Die Anschriften und Telefonnummern von rund 13.000 Versicherten, die sich offen für diese Form des Arzneimitteleinkaufs geäußert hatten, gab die AOK mit deren Einverständnis an die Versandapotheken weiter.

Der hessische Apothekerverband sah darin eine unerlaubte Benachteiligung seiner Mitglieder und zog gegen die AOK vor Gericht. Mit Erfolg.

Nach Ansicht der Richter stellt die Werbeaktion einen Verstoß gegen den zwischen den Krankenkassen und dem Apothekerverband geschlossenen Arzneimittel-Liefervertrag dar, der eine Beeinflussung der Versicherten zugunsten bestimmter Apotheken untersagt.

Unanfechtbare Entscheidung

Den Einwand der AOK, dass die Telefonaktionen ausschließlich der Information und nicht der Beeinflussung der Mitglieder zugunsten preisgünstiger Versandapotheken gedient haben, nahmen ihr die Richter nicht ab.

Denn für Versicherte sei es schwer, sich dieser Art der Beeinflussung zu entziehen. Die Entscheidung des Gerichts ist unanfechtbar.

Kein Grund für Gerichtsschelte

Die Hessischen Richter stehen mit ihrer Entscheidung nicht alleine da, die nicht der Kostendämpfung im Gesundheitswesen dient.
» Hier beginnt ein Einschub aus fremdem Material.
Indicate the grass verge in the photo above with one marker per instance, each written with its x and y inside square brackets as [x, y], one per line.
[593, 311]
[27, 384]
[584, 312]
So hatte zum Beispiel das Sozialgericht Stuttgart mit Urteil vom 24.5.2006 (Az.: S 10 KA 2369/06) einer Krankenkasse untersagt, ihren Versicherten zur Kostensenkung preisgünstige Zahnärzte aus dem Ausland zu empfehlen.

Für eine Gerichtsschelte besteht indes kein Anlass. Denn den Richtern bleibt gar nichts anderes übrig, als sich bei ihren Entscheidungen an geltendes Recht zu halten. Gefragt ist der Gesetzgeber. Doch derzeit gibt es keine Anzeichen, dass diesen Entscheidungen andere gesetzgeberische Maßnahmen folgen.